ЛЮБЛЮ - Елена Новикова 13 стр.


Удовиченко пришёл к дяде не с пустыми руками. Принёс чемодан с вещами, собранными для отпуска, потому как двое суток остававшиеся до двадцатого, намеревался прожить в тереме. Чемодан Степан спрятал в прихожей.

Обитая шёлком и бархатом прихожая напоминала огромную шкатулку.
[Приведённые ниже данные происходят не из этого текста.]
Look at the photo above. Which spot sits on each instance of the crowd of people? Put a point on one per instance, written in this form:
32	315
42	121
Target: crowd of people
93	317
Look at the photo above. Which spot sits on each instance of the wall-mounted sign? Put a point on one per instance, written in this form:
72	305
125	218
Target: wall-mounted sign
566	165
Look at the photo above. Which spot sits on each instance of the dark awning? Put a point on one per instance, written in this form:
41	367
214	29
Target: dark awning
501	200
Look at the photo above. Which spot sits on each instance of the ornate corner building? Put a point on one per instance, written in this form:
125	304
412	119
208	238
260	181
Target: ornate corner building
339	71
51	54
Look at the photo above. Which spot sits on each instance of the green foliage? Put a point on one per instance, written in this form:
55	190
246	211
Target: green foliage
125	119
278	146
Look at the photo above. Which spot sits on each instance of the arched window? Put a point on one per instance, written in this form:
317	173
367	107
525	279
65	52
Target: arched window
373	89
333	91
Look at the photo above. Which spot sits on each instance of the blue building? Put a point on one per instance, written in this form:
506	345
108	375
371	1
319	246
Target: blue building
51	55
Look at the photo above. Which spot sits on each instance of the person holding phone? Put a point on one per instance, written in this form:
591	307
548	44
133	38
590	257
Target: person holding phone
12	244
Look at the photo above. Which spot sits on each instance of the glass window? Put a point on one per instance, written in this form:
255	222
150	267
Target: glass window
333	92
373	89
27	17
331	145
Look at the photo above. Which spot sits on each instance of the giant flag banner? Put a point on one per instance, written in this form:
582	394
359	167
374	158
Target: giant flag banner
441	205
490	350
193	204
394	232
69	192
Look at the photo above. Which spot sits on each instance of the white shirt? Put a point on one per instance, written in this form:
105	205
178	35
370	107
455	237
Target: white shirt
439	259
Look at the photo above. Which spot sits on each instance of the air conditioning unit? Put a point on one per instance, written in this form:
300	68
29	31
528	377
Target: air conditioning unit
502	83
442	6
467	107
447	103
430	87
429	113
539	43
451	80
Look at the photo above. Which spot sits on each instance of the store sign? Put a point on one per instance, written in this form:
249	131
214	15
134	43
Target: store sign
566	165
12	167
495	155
Зеркало, висевшее на стене, это ощущение только усиливало.

– На публичный дом похоже, как я его себе представляю, – сказал Фёдор, спускаясь куда-то вниз по лестнице, когда Марко слышать его уже не мог.

– Что-то вроде того и есть, – ответил Степан, шагая впереди.

Спустившись, друзья оказались в настоящем ресторане, с эстрадой, освещённой разноцветными огнями, столами, квадратными по форме, покрытыми белыми скатертями, с небольшими светильничками, стоящими по центру, излучавшими розовый свет, а главное – с характерными для таких заведений запахами и посетителями.

– Красиво, – дал оценку Фёдор, от души удивляясь увиденному. – Это что, подпольный?

– Подвальный. Для личного пользования, – с гордостью ответил Степан и, указав на свободный столик, у самой эстрады, с табличкой «Просьба не занимать», сказал. – Садись. И на пол посмотри, ты такого ещё не видел.

Пол был синего цвета, прозрачный, светящийся, весь усеянный пузырьками различного размера. Можно было представить, что терем стоит на огромной, полированной льдине, привезённой с северного полюса.

Централизованного освещения в ресторане не было, был специальный свет, направленный на эстраду, свет от светильников, стоящих на столах и свет, скользивший по стенам, где за толстыми стёклами в изумрудной воде беззвучно бурлил и поднимался воздух.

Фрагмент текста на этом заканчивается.